Hangout

BPOM Tak Bisa Lakukan Pengawasan, Penny: Tidak Ada Standar Kadar Cemaran EG dan DEG

Kepala Badan Pengawas Obat dan Makanan (BPOM) Penny K. Lukito mengakui bahwa BPOM dalam menjalankan fungsi pengawasan pada setiap kandungan obat, tidak dapat melakukan pengawasan terhadap obat yang terdapat cemaran Etilen Glikol (EG) dan Dietilen Glikol (DEG) karena belum ada standar secara internasional. Cemaran dua senyawa kimia tersebut diduga menjadi penyebab peningkatan kasus gagal ginjal akut pada anak.

“Nah untuk obat dengan menggunakan pelarut PG dan PEG ini, patut diduga ada cemaran EG dan DEG di dalamnya. Kami tidak bisa melakukan pengawasan produk jadinya, dengan kandungan cemaran tersebut. Karena belum ada standar yang ada, dan ini berlaku internasional,” tegas Penny saat rapat kerja (Raker) dengan Komisi IX di Gedung Nusantara I pada Rabu (02/11/2022).
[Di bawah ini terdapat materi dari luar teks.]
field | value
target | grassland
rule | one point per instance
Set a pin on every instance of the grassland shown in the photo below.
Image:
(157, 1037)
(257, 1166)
Saat ini standar produksi obat yang digunakan baik di Indonesia maupun secara internasional, adalah yang disebut dengan Farmakope. Itu pun tidak berkaitan dengan standar kadar cemaran EG dan DEG ini.

“Di internasional ada US Farmakope, kalau Indonesia namanya adalah Farmakope Indonesia. Itu tidak ada standar yang mengatakan yang terkait dengan kadar cemaran EG dan DEG di dalam produk jadi,” terangnya.

Karena BPOM dalam menjalankan fungsi pengawasan, harus ada payungnya, hal ini kemudian tidak bisa terlaksana. “Sehingga dengan demikian BPOM selalu melakukan pengawasan tentunya ada payungnya. Kami tidak bisa melakukan hal tersebut dan itu memang berlaku secara internasional,” sambungnya.

Tidak hanya itu, Penny menyebut bahwa BPOM sudah berkomunikasi dengan Kementerian Kesehatan (Kemenkes) untuk mengubah dan menetapkan standar kadar cemaran EG dan DEG tersebut.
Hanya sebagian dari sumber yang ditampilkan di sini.